I have already tried with 2 different os, Ubuntu server and Nixos, so I don't suspect them to be the source of my problem.

When it happen I hard reboot the system and it works perfectly fine after that.

Here is the log ( or more the lack of ) I have in syslogs truncated to the moment where it crash.

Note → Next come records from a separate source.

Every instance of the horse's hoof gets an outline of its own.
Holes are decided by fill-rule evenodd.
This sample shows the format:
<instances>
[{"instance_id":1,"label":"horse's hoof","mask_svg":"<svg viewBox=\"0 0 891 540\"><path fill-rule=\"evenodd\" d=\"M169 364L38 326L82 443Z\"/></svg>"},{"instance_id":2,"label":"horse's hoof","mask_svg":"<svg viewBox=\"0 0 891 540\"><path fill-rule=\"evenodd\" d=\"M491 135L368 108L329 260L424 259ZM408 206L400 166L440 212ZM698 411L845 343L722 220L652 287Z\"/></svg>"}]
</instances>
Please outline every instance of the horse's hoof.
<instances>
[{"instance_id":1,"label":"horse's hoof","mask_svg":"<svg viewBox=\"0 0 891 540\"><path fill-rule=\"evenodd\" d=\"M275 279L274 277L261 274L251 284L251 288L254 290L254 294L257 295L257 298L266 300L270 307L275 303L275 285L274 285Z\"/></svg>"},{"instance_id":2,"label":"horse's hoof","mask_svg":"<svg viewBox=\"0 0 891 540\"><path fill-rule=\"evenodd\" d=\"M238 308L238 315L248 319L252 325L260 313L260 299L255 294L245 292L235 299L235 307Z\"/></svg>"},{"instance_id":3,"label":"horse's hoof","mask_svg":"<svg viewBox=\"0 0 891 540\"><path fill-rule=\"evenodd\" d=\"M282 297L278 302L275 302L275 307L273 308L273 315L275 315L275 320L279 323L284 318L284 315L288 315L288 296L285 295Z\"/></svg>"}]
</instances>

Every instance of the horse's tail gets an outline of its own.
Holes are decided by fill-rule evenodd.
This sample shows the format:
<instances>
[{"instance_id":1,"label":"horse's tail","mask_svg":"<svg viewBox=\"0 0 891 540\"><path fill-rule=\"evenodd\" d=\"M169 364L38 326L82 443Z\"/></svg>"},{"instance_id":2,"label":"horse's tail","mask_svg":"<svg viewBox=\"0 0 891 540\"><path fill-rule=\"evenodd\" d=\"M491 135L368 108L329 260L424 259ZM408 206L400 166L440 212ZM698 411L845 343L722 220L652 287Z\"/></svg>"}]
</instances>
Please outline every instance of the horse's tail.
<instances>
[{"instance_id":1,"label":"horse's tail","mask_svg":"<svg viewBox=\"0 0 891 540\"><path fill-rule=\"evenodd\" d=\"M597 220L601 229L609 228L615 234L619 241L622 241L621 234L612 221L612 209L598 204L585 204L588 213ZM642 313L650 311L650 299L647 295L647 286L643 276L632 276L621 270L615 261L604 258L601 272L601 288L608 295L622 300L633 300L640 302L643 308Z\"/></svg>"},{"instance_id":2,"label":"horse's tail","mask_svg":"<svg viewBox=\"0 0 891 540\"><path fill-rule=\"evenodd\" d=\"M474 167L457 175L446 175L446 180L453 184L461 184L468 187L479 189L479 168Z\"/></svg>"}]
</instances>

sept. 11 01:52:25 nixos 9cd85f03e4e6[3105]:   },
sept. 11 01:52:25 nixos 9cd85f03e4e6[3105]:     'statsd.metrics_received': 0
sept. 11 01:52:25 nixos 9cd85f03e4e6[3105]:   },
sept. 11 01:52:25 nixos 9cd85f03e4e6[3105]:   sets: {},
sept. 11 01:52:25 nixos 9cd85f03e4e6[3105]:   pctThreshold: [ 90 ]
sept. 11 01:52:25 nixos 9cd85f03e4e6[3105]: }
sept. 11 02:00:25 nixos systemd[1]: Started Logrotate Service.
sept. 11 02:00:25 nixos systemd[1]: logrotate.service: Deactivated successfully.
sept. 11 02:02:25 nixos 9cd85f03e4e6[3105]: Flushing stats at  Mon Sep 11 2023 00:02:25 GMT+0000 (Coordinated Universal Time)
sept. 11 02:02:25 nixos 9cd85f03e4e6[3105]: {
sept. 11 02:02:25 nixos 9cd85f03e4e6[3105]:   counters: {
sept. 11 02:02:25 nixos 9cd85f03e4e6[3105]:     'statsd.bad_lines_seen': 0,
sept. 11 02:02:25 nixos 9cd85f03e4e6[3105]:     'statsd.packets_received': 0,
sept. 11 02:02:25 nixos 9cd85f03e4e6[3105]:     'statsd.metrics_received': 0
sept. 11 02:02:25 nixos 9cd85f03e4e6[3105]:   },
sept. 11 02:02:25 nixos 9cd85f03e4e6[3105]:   timers: {},
sept. 11 02:02:25 nixos 9cd85f03e4e6[3105]:   gauges: { 'statsd.timestamp_lag': 0 },
sept. 11 02:02:25 nixos 9cd85f03e4e6[3105]:   timer_data: {},
sept. 11 02:02:25 nixos 9cd85f03e4e6[3105]:   counter_rates: {
sept. 11 02:02:25 nixos 9cd85f03e4e6[3105]:     'statsd.bad_lines_seen': 0,
sept. 11 02:02:25 nixos 9cd85f03e4e6[3105]:     'statsd.packets_received': 0,
sept. 11 02:02:25 nixos 9cd85f03e4e6[3105]:     'statsd.metrics_received': 0
sept. 11 02:02:25 nixos 9cd85f03e4e6[3105]:   },
sept. 11 02:02:25 nixos 9cd85f03e4e6[3105]:   sets: {},
sept. 11 02:02:25 nixos 9cd85f03e4e6[3105]:   pctThreshold: [ 90 ]
sept. 11 02:02:25 nixos 9cd85f03e4e6[3105]: }
sept. 11 02:02:29 nixos d44e3444dc2e[3105]: 2023-09-11T00:02:29.668Z [MASTER] info: Purging orphaned upload files...
sept. 11 02:02:29 nixos d44e3444dc2e[3105]: 2023-09-11T00:02:29.669Z [MASTER] info: Purging orphaned upload files: [ COMPLETED ]
-- Boot ec700ac6b9a2458896b87f5c459872fe --
sept. 11 17:01:23 nixos kernel: Linux version 6.1.51 (nixbld@localhost) (gcc (GCC) 12.2.0, GNU ld (GNU Binutils) 2.40) #1-NixOS SMP PREEMPT_DYNAMIC Sat Sep  2 07:16:20 UTC 2023
sept. 11 17:01:23 nixos kernel: Command line: initrd=\efi\nixos\cix17i101cnd1v1q6k8n3zsl6dbf6a9b-initrd-linux-6.1.51-initrd.efi init=/nix/store/582kkbsscbzmvpirdfqc67mr5496y4ci-nixos-syst>
sept. 11 17:01:23 nixos kernel: BIOS-provided physical RAM map:

I don't know what to do to continue debugging this.


Solution

  • I think that my problem is probably the computer. I've installed Proxmox to have 2 vms, one for the stack and the other to monitor the first one and mmy proxmox crashed to I'm 99.9% sure that it's not on the linux side.